Betreuung, Unterkunft und Verpflegung
Die Unterbringung des eingesetzten Personals in der Scharnhorst-Kaserne in Bremen, in einer sogenannten Unterkunft „Kaserne 2000“, war überaus
ansprechend. Da es für die Sanitätstrupps außerhalb der Zwischenfahrten über den Tag kaum Entspannungsphasen gab, berichteten diese, dass sie am Abend immer froh waren, auch schlafen zu können, ohne an den Heimatstützpunkt zurückverlegen zu müssen.Wichtig war eine allabendliche Abschlussbesprechung, bei der ohne Ausnahme alle Trupps über ihre Erlebnisse sprechen und erzählen konnten. Manchmal reichte sogar nur „reines Zuhören“ vollkommen aus. Es zeigte sich auch hier wieder, dass die Möglichkeit, „auch einmal Luft abzulassen“, zu einer dauerhaft guten Stimmung im Team führte. Hierbei ist der protektive Nutzen für das eigene Personal bei einem derart komplexen Auftrag nicht hoch genug einzuschätzen.
Fazit
Die sanitätsdienstliche Unterstützung im Rahmen der Flüchtlingshilfe in Bremen war für alle teilnehmenden Kräfte des -SanUstgZ Wilhelmshaven ein herausfordernder, sehr interessanter und vielseitiger Einsatz. Im eigenen Land humanitäre Hilfe zu leisten und dabei unter anderem mit dem Gesundheitsamt, verschiedenen Hilfsorganisationen, Heimleitungen und anderen Truppenteilen zusammen zu wirken, war enorm bereichernd, prägend und hat nachdrücklich Erfahrungswerte geschaffen.

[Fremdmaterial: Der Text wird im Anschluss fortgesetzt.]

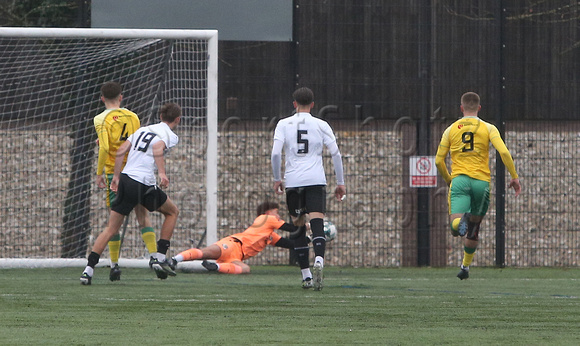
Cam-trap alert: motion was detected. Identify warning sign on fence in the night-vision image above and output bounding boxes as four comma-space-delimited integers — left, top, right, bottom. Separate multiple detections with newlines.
409, 156, 437, 187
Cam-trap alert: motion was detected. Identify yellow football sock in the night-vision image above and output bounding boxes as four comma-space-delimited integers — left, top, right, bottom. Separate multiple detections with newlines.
141, 227, 157, 254
109, 234, 121, 263
463, 246, 475, 267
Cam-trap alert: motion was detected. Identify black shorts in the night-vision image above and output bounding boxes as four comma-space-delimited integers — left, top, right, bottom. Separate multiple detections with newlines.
111, 174, 167, 215
286, 185, 326, 217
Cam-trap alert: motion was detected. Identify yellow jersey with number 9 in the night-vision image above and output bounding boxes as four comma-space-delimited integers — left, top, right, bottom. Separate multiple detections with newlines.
436, 116, 517, 181
93, 108, 141, 175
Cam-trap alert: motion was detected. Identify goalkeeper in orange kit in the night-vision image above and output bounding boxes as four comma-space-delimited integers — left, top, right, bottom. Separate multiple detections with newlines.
435, 92, 522, 280
172, 202, 298, 274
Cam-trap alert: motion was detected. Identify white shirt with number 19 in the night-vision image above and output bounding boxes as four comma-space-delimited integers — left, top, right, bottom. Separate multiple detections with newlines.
123, 122, 179, 186
272, 113, 344, 187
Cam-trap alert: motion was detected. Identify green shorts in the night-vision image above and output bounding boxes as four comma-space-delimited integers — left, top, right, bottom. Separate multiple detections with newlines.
447, 175, 489, 216
105, 174, 117, 209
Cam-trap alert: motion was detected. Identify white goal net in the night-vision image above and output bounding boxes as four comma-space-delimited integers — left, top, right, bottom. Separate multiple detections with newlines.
0, 28, 217, 266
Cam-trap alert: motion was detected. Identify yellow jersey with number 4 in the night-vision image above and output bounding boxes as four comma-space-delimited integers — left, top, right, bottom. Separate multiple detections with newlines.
435, 116, 518, 184
93, 108, 141, 175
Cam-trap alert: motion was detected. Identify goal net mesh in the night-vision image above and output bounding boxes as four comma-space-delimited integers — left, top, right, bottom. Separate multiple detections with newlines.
0, 30, 215, 259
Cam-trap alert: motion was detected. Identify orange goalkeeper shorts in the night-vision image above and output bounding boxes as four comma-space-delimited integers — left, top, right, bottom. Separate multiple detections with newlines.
216, 237, 244, 263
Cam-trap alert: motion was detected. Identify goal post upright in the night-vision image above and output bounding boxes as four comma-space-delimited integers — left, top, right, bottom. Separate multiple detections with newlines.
206, 31, 218, 246
0, 27, 219, 266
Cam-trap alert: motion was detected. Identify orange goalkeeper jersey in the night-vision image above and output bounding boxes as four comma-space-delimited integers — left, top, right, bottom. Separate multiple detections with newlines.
435, 116, 518, 183
230, 215, 284, 259
93, 108, 141, 175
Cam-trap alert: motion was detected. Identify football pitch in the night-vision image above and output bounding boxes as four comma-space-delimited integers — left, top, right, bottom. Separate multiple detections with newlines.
0, 266, 580, 345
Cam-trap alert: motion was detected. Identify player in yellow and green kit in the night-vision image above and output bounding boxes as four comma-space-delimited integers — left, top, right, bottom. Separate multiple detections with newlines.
93, 82, 157, 281
435, 92, 522, 280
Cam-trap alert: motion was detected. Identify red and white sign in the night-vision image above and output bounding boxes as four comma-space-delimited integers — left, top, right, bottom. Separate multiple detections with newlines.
409, 156, 437, 187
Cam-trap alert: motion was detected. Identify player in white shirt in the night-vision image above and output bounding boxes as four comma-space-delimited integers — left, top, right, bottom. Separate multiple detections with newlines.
81, 103, 181, 285
272, 88, 346, 291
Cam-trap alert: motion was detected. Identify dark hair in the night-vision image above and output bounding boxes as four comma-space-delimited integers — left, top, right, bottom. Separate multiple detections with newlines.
461, 91, 480, 112
256, 201, 280, 216
159, 103, 181, 123
101, 82, 123, 100
292, 87, 314, 106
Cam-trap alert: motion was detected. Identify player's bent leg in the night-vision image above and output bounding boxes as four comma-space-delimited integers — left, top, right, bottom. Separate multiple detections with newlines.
157, 197, 179, 240
135, 204, 157, 254
218, 263, 245, 274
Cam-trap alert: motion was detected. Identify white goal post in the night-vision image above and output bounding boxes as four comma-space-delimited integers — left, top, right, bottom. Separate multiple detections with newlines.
0, 27, 218, 268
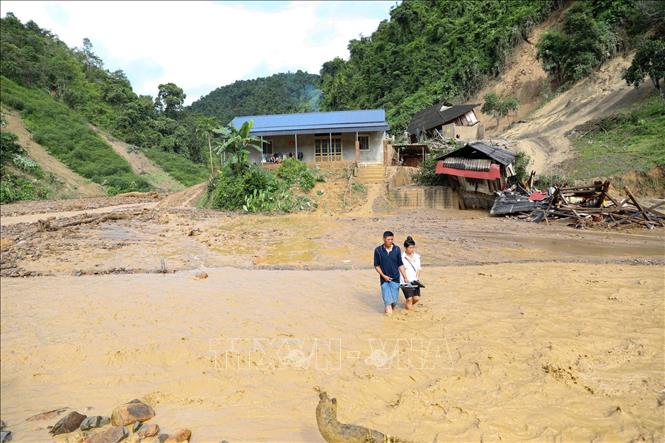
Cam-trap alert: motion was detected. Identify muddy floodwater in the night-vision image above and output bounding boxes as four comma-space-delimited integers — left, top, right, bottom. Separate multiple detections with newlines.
0, 203, 665, 443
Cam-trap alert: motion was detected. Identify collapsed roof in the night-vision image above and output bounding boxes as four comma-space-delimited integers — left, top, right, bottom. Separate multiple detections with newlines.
437, 142, 515, 166
406, 102, 479, 135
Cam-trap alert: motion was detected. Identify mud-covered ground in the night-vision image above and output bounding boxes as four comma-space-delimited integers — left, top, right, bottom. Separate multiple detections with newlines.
2, 198, 665, 276
0, 200, 665, 443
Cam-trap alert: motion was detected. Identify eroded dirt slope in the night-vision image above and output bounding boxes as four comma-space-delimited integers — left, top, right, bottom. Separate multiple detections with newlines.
469, 9, 651, 174
91, 125, 185, 192
2, 108, 106, 199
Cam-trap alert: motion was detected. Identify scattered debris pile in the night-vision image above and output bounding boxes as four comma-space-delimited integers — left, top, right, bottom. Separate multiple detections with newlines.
490, 180, 665, 229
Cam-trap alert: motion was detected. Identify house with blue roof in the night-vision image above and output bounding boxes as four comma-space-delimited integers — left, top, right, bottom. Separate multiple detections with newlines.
231, 109, 390, 164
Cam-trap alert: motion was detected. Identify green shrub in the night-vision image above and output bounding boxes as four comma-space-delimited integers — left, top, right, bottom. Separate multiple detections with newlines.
211, 165, 275, 211
0, 131, 25, 166
413, 151, 449, 186
0, 172, 48, 203
515, 152, 531, 182
208, 165, 315, 212
277, 158, 318, 192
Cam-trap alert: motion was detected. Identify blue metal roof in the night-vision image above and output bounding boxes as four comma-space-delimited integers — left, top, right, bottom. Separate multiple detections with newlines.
231, 109, 390, 135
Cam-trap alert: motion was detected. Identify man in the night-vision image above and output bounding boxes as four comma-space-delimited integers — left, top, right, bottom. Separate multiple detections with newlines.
374, 231, 409, 315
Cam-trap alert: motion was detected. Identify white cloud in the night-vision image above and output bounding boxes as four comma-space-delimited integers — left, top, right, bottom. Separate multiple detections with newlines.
2, 1, 394, 103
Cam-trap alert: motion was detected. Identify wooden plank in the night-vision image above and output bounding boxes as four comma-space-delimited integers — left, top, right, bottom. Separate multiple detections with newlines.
623, 186, 651, 222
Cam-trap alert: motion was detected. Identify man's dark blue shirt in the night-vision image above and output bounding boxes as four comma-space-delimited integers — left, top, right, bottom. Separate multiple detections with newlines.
374, 245, 404, 283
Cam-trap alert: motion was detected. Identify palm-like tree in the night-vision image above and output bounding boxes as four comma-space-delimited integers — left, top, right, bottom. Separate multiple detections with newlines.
213, 120, 263, 174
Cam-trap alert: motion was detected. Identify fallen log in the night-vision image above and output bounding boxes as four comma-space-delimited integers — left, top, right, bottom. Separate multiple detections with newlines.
316, 392, 407, 443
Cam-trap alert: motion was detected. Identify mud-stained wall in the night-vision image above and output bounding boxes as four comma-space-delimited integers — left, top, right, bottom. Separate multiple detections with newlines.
249, 132, 385, 163
388, 186, 459, 209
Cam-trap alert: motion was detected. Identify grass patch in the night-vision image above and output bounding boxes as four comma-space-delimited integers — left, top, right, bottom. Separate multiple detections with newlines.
563, 95, 665, 180
143, 148, 210, 186
1, 77, 150, 195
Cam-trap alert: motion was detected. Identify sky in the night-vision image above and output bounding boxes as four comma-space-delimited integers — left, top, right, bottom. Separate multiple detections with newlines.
0, 0, 397, 104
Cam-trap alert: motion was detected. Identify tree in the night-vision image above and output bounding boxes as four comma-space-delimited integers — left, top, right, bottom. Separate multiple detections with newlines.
480, 92, 519, 128
155, 83, 187, 118
213, 120, 263, 175
621, 39, 665, 95
194, 115, 217, 174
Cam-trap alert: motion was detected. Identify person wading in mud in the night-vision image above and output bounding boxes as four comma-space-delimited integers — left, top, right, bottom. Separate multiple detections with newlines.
374, 231, 409, 315
400, 235, 421, 309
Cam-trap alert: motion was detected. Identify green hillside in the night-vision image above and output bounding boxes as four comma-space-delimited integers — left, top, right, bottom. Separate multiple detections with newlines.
321, 0, 563, 132
0, 77, 150, 194
0, 13, 211, 192
321, 0, 665, 133
191, 71, 321, 123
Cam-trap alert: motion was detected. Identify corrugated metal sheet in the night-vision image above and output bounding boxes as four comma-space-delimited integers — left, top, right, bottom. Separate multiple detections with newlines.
231, 109, 390, 135
406, 102, 478, 135
437, 142, 515, 166
443, 157, 492, 171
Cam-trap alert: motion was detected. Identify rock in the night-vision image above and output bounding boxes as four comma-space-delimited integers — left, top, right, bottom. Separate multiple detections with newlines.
84, 426, 129, 443
49, 411, 85, 435
111, 399, 155, 426
138, 423, 159, 439
194, 271, 208, 280
81, 415, 111, 431
164, 429, 192, 443
26, 407, 69, 421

Für die eingesetzten Sanitätskräfte aus dem Bereich des SanUstgZ Wilhelmshaven und des Kdo SES aus Leer war es eindeutig eine Herausforderung - jedoch eine solche, die bewältigt werden konnte und mit großer Freude und Stolz auf das Geleistete gemeistert wurde. Dies bestätigten alle Beteiligten ausnahmslos.
Dass dieses neben der Sicherstellung des „originären Kerngeschäfts“, der regionalen hausärztlichen Versorgung von mehr als 18 000 Soldatenpatienten,
einiges an Kraft und Planungsgeschick erforderte, ist sicher nachvollziehbar. Professionalität und Teamgeist entsprechend dem Motto des SanUstgZ Wilhelmshaven „Gemeinsam stark“ waren dabei zu jeder Zeit erlebbar.Eines ist nach diesem besonderen Einsatz ganz sicher: Dem Leitbild des Sanitätsdienstes „Der Menschlichkeit verpflichtet“ ist das SanUstgZ Wilhelmshaven mit seinen eingesetzten Kräften und der tatkräftigen Unterstützung durch Kameradinnen und Kameraden aus dem Kdo SES in besonderem Maße gerecht geworden.
Bildquellen:
Sanitätsunterstützungszentrum Wilhelmshaven
Für die Verfasser:
Oberstarzt Dr. Johannes Backus
Sanitätsunterstützungszentrum Wilhelmshaven
Alfred-Eckhardt-Str. 2, 26384 Wilhelmshaven
E-Mail: johannesbackus@bundeswehr.org
[1]
Ein „V111-Schein“ dient als Ersatzkrankenschein und wird bis zur Verfügbarkeit einer Gesundheitskarte als Zugangsberechtigung zum öffentlichen Gesundheitssystem genutzt.